Bien es verdad que en aquellos años coyunturales oscilaba entre el futuro inquietante de los negocios de mi padre que debería continuar, mis estudios de derecho, y la fantasía que aunque nunca me abandonó, pues ya de niño en el lecho de escayola lejos de yacer petrificado volaba horas y horas por mundos muy cercanos al paraíso.

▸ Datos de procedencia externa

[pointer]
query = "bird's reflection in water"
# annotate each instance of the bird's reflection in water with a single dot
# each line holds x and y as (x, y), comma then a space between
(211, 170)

Cada persona tiene su destino, y si busca con ahínco aquello por lo que sueña de niño, lo más posible es que se transforme en una realidad en el mundo de los adultos.
Si leer a Ortega y Gasset es tarea ardua, que requiere mucha lentitud, atención y silencio; sin embargo hacerlo con los ensayos de Gregorio Marañón se torna un placer maravilloso, pues a su prosa diáfana y clara se une la capacidad constructiva de un gran narrador.